I am working on Exercise II.3.5 b) in Hartshorne. It asks to show that a finite morphism is closed.
I am working on a way to show that this is true in the affine case, but I am having trouble showing how it generalizes to any scheme.
The following is what I have tried so far:
Let $f:X\rightarrow Y$ be a finite morphism.
Therefore there exists a covering $Y=\cup_{i\in J}\text{Spec}B_i$ such that $f^{-1}(\text{Spec}B_i)$ is affine for all $i$, where $f^{-1}(\text{Spec}(B_i))=\text{Spec}A_i$ and $A_i$ is finitely generated as a $B_i$-module.

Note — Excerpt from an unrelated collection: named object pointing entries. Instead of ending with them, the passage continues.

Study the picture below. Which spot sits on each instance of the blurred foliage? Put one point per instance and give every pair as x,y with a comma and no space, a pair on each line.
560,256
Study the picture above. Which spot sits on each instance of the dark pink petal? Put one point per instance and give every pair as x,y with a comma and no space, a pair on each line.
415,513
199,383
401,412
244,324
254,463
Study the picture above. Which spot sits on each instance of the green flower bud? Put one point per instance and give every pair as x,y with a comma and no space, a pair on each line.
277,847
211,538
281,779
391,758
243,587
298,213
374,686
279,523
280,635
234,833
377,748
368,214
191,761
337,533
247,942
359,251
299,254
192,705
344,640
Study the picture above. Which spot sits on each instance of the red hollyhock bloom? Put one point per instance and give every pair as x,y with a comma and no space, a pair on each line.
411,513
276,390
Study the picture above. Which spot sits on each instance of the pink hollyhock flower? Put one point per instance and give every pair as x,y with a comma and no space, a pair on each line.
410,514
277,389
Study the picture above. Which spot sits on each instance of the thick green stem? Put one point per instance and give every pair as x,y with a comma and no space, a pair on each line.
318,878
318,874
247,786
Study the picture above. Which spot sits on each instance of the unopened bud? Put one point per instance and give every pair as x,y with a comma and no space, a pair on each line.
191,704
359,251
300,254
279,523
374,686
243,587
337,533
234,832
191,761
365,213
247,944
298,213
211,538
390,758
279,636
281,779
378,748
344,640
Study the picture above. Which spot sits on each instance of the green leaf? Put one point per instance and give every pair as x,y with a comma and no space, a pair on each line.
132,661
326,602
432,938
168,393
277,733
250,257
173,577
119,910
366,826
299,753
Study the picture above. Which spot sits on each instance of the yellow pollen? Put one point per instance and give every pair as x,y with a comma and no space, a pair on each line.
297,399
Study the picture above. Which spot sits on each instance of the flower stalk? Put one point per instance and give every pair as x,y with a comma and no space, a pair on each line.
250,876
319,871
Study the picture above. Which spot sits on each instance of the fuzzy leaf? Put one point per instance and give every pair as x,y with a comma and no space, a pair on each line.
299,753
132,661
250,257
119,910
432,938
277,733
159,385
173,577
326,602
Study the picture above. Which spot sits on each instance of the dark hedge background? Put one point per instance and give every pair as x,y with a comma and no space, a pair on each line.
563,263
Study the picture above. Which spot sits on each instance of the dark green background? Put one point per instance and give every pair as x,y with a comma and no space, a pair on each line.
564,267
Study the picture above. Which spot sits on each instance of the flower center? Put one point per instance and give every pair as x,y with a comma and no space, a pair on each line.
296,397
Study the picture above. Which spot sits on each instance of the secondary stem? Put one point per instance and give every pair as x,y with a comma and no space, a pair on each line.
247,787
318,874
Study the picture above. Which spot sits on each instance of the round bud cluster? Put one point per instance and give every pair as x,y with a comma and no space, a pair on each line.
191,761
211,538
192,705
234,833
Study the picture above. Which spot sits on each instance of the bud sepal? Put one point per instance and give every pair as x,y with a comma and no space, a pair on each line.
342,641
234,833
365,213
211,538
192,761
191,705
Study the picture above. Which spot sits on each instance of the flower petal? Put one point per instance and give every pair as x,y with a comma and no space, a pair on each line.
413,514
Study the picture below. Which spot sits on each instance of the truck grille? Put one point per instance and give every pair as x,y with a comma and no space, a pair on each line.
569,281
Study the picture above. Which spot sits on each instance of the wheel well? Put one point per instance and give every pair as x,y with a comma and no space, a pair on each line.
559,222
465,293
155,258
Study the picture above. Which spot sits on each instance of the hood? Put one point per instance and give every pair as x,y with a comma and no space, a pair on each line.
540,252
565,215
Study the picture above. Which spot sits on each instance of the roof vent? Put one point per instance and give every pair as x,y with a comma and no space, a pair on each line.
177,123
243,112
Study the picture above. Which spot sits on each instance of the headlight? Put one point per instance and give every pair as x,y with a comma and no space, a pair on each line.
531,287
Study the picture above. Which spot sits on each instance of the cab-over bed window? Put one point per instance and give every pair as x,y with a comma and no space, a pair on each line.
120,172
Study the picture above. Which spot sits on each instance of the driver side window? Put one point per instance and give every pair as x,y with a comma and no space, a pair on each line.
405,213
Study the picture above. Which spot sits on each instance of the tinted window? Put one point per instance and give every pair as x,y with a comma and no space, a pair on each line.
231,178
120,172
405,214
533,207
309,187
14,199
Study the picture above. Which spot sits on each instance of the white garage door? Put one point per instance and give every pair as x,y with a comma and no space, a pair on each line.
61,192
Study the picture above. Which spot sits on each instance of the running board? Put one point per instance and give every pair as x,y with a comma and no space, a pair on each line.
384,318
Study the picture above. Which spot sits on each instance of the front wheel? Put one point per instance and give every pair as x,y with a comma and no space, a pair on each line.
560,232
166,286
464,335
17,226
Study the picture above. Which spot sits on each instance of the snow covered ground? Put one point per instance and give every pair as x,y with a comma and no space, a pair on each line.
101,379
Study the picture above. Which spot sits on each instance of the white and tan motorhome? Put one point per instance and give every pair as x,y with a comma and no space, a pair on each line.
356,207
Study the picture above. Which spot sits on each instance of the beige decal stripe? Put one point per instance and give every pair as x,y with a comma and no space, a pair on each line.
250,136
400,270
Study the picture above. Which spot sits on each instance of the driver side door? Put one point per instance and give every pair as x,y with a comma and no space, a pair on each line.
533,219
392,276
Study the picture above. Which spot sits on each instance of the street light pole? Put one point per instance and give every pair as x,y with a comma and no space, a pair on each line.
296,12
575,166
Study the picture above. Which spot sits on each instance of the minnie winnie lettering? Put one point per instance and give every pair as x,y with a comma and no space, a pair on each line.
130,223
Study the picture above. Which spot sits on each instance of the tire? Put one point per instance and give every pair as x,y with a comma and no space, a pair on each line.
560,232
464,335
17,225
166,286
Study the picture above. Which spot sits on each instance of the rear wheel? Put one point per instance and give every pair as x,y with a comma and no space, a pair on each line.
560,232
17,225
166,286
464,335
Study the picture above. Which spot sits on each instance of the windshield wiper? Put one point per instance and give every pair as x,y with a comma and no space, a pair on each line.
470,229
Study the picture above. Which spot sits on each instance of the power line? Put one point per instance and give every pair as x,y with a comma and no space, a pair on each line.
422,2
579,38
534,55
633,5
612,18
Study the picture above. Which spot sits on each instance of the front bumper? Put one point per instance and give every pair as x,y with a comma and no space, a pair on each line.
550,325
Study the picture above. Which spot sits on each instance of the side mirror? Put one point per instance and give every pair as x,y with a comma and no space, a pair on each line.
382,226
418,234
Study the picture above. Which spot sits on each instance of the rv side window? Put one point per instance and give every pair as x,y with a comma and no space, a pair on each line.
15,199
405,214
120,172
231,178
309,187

Let $D$ be an arbitrary closed subset of $X$. Then $D=\bigcup_{i\in J}(D\cap \text{Spec}A_i)$ such that each $D\cap \text{Spec}A_i$ is closed in $\text{Spec}A_i$.
Therefore since $f$ restricted to $\text{Spec}A_i$ is a finite morphism of affine schemes, we have that $f(D\cap \text{Spec} A_i)$ is closed in $\text{Spec}B_i$.
I am stuck however because $f(D\cap \text{Spec} A_i)$ closed in $\text{Spec}B_i$ does not necessarily imply closure in $Y$, and because even if it did, $Y$ is not necessarily compact, so the union of such sets is not necessarily closed.
I am worried that I am going about this in the wrong way. Does anyone have any hints about a better way to proceed?